Principal component analysis of spinach accessions (excluding those from commercial companies due to their ambiguous geographic background) showed that those from East Asia and those from other regions were roughly divided into two groups, and S. turkestanica accessions were generally more closely related to the cultivated ones than S. tetrandra (Fig. 3b). The observation was further supported by the phylogenetic analysis, where spinach accessions were clustered into three major groups (Fig. 3c). The first group consisted of S. turkestanica and S. tetrandra accessions, the second group contained cultivars from East Asia, Chinese commercial varieties and two cultivars from Pakistan and Russia, and the third group included cultivars from Central/West Asia, Europe, North America and Africa, as well as the remaining commercial cultivars (Fig. 3c). These results suggest that cultivated spinach was likely domesticated directly from the wild species S. turkestanica. The East Asian cultivars and cultivars from Central/West Asia had a common ancestor but evolved separately. Moreover, the phylogenetic tree indicates that the European spinaches were derived from the varieties from Central/West Asia while the North American spinaches were descendants of European ones (Fig. 3c). We found two S. turkestanica samples (Sp47 and Sp48) that were clustered with varieties from Europe, America, Africa and West Asia (Fig. 3c). Sp47 was re-classified as a S. hybr recently in the National Plant Germplasm System (http://www.ars-grin.gov/npgs), and Sp48 showed mixed traits of wild and cultivated spinaches, indicating it could also be a hybrid between a wild and a cultivated accession.

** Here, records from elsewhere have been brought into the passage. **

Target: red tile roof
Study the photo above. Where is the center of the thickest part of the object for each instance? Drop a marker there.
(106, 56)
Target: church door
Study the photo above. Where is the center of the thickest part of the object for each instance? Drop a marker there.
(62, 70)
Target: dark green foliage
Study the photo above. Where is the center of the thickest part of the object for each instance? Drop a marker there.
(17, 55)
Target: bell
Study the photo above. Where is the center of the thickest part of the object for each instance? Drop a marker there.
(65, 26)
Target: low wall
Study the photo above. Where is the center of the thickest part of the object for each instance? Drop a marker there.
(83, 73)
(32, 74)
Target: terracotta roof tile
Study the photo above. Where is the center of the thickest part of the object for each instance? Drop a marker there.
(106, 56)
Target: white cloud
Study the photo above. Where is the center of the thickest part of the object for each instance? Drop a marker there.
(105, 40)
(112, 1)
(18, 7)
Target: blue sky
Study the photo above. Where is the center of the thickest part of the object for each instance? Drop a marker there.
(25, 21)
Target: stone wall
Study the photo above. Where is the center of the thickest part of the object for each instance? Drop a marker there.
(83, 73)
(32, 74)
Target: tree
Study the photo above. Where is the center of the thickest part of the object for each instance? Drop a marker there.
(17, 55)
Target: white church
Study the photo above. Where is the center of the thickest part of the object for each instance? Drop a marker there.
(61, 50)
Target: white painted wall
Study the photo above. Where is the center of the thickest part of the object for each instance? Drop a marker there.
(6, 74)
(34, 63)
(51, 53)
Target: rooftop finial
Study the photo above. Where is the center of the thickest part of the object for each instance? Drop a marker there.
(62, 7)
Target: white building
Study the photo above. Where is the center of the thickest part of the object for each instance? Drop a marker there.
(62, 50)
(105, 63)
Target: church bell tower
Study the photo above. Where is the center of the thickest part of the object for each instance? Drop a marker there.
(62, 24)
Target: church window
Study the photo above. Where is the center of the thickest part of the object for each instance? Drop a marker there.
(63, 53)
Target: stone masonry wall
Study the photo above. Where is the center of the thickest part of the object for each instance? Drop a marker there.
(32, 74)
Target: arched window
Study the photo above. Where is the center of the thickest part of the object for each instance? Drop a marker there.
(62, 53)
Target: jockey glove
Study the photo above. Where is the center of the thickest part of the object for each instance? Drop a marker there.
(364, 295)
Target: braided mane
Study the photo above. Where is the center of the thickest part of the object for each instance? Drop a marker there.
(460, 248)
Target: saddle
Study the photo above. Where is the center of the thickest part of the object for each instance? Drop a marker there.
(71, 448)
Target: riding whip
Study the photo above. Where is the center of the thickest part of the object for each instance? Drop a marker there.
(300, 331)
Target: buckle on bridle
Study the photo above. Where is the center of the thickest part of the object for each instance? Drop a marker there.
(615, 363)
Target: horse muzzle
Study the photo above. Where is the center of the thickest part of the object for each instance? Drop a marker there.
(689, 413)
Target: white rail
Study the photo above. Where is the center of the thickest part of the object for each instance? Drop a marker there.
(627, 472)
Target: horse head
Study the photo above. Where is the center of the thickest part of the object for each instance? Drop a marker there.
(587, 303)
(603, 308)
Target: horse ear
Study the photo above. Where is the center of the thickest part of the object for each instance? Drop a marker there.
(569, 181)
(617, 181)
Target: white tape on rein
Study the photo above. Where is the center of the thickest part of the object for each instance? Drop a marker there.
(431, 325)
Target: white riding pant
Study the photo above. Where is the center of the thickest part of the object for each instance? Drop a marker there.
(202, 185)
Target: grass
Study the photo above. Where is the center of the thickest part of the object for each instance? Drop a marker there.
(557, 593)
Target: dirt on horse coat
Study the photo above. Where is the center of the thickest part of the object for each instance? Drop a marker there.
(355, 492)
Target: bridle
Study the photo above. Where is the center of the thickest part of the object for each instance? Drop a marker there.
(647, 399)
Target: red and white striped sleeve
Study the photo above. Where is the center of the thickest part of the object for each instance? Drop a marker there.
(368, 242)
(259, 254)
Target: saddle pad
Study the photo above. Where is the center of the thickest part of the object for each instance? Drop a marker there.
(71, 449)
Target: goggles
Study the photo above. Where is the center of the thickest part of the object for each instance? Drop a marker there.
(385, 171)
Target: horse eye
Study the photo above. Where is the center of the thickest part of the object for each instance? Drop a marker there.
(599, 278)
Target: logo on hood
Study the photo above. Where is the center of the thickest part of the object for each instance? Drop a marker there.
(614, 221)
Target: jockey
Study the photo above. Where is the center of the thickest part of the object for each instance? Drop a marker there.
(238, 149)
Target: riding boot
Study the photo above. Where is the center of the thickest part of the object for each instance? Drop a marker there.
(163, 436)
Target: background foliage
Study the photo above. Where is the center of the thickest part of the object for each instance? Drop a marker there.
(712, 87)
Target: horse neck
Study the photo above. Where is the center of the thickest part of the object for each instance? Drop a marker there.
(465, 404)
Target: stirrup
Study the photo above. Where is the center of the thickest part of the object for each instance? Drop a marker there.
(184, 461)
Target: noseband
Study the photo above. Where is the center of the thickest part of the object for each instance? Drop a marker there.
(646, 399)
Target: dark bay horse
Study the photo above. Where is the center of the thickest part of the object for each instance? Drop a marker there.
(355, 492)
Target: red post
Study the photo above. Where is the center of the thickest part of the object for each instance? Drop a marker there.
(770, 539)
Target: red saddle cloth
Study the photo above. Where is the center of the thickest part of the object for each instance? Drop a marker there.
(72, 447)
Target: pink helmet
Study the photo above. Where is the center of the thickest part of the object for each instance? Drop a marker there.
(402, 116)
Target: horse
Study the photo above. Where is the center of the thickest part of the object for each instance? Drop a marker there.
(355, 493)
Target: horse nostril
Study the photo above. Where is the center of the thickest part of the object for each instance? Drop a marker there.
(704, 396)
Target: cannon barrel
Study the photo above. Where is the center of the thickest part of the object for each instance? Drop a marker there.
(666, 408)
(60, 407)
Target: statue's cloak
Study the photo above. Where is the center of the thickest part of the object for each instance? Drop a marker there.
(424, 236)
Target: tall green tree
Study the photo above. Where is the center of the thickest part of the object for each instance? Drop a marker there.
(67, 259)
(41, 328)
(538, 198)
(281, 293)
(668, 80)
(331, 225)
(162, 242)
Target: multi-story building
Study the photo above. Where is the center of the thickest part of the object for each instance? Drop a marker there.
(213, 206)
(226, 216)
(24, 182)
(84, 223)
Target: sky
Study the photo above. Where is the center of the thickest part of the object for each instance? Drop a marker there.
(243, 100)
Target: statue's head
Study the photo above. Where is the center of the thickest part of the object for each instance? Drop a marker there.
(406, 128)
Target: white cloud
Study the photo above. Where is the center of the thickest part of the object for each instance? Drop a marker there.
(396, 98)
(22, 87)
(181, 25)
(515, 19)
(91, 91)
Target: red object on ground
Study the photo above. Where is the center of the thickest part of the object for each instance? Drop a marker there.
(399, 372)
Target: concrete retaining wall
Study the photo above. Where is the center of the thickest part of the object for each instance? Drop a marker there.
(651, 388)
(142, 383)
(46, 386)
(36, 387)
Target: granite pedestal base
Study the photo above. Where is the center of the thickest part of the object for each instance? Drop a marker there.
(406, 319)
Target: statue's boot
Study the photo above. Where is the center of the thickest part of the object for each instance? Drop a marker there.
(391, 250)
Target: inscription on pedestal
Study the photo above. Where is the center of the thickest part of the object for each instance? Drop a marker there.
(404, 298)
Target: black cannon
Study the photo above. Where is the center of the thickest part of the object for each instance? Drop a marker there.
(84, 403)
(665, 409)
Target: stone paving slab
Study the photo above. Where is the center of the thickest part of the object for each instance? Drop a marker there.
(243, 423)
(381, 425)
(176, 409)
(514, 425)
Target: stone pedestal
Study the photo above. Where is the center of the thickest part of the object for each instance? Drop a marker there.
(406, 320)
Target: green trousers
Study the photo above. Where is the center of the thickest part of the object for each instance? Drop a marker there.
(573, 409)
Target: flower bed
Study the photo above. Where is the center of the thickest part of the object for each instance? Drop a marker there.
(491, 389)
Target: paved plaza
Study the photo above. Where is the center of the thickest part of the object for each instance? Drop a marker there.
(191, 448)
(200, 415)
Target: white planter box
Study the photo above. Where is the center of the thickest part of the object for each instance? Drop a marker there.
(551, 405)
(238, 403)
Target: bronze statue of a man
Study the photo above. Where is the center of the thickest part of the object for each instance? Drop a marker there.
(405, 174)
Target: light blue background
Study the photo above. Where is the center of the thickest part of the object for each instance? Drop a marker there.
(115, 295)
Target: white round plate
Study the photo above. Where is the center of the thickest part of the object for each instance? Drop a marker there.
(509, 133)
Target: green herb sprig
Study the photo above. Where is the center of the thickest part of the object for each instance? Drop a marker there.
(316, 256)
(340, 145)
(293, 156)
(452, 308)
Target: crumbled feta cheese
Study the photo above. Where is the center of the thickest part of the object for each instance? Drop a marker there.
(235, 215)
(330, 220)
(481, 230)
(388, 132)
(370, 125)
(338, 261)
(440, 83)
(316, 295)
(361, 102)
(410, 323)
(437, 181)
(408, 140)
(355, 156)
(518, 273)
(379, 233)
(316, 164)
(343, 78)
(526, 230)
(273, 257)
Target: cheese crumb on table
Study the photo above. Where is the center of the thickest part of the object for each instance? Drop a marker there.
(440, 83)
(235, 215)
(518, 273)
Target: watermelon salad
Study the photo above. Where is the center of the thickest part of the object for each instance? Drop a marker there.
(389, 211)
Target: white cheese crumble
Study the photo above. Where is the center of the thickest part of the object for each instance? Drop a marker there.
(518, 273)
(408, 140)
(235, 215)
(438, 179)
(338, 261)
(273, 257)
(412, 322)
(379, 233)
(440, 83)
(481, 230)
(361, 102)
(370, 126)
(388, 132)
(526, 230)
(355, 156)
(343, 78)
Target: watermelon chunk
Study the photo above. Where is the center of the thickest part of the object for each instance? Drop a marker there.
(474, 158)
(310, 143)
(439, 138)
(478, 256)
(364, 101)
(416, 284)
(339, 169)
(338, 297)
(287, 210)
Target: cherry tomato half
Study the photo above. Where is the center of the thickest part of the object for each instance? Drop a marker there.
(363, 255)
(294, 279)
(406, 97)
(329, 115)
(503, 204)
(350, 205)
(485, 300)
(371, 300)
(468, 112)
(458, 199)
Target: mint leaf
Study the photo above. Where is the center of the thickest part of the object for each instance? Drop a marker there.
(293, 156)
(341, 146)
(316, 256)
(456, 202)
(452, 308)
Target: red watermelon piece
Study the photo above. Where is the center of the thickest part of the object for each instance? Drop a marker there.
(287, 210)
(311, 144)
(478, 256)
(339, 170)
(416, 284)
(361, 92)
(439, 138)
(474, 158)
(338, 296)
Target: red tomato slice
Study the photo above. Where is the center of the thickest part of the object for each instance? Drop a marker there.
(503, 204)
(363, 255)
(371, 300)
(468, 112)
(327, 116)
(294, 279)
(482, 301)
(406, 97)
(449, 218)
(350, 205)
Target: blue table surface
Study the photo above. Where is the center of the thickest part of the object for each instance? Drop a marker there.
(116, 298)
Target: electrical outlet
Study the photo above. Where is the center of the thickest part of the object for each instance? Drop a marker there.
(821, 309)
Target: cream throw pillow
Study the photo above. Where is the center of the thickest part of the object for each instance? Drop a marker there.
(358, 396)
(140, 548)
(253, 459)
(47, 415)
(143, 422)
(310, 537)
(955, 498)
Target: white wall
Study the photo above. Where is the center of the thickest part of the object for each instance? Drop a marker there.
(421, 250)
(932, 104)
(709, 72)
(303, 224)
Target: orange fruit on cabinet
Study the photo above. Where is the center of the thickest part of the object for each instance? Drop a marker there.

We further used the model-based program STRUCTURE²³ to estimate individual ancestry and admixture proportions using the SNP data. Our analysis indicated that K=2 ancestral types best explained the current population structure (Supplementary Fig. 8). Compared to other annual crops (for example, tomato, watermelon and cucumber), wild and cultivated spinach populations have more complex subpopulation structures, which might be partially due to the outcrossing nature of spinach. However, the cultivated spinaches, especially those from Europe and North America, were genetically more homogeneous than the wild groups (Fig. 3d). The ancestor–descendant relationships among the Central/West Asian, European/African and North American groups, as well as the reduced structure complexity during the distribution of spinach from its origin to the other parts of the world, are in agreement with the domestication history of spinach, which was native to Central Asia in Iran (Persia), introduced to North Africa and Europe around 1,100 A.D. by Arabs, and then brought to North America by the early colonists⁴ (Fig. 3a).

We investigated the linkage disequilibrium (LD) decay patterns of spinach, and found that the decay of LD with the physical distance between SNPs occurred at 5 kb in cultivated S. oleracea and 4 kb in its progenitor (S. turkestanica) accessions (r²=0.2) (Supplementary Fig. 9). The relatively rapid LD decay in cultivated spinach indicates a weak bottleneck during its domestication.

Domestication and population differentiation of spinach

According to multiple lines of evidence, domestication of spinach started at ∼2,000 years ago²⁴. Unfortunately, no direct historical record or research of early domesticated traits is currently available. Spinach is thought to have originated in Persia and then introduced and cultivated worldwide. During the spread of spinach to East Asia, Europe and North America, local gardeners and breeders started to improve traits such as yield, leaf quality and bolting resistance²⁵. These improvements may have arisen independently in various spinach-growing areas⁴. Domestication often imposes a significant reduction of genetic diversity and enriches genetic properties favoured by humans²⁶. However, in spinach we found a very small difference of genome-wide genetic diversity between S. oleracea (π=0.67 × 10⁻³) and its progenitor S. turkestanica (π=0.83 × 10⁻³), further supporting a weak bottleneck during its domestication. Nonetheless using the transcriptome variant data, we were able to identify potential selective signals in the spinach genome by scanning extreme allele frequency differentiation over extended linked regions using an across-population likelihood method implemented in XP-CLR²⁷. A total of 93 regions (∼2.3 Mb in total), ranging from 10 kb to 150 kb in length (24 kb on average), were identified as candidate domestication sweeps that involved 261 (1.0%) protein-coding genes (Fig. 4a and Supplementary Data 4). Genes in the selected regions were significantly enriched with those having the fucosidase activity (GO:0015928, adjusted P=0.00142, hypergeometric distribution test), receptor signalling protein serine/threonine kinase activity (GO:0004702, adjusted P=0.00919), or signal transducer activity (GO:0004871, adjusted P=0.01593), implying their potentially important roles in spinach domestication.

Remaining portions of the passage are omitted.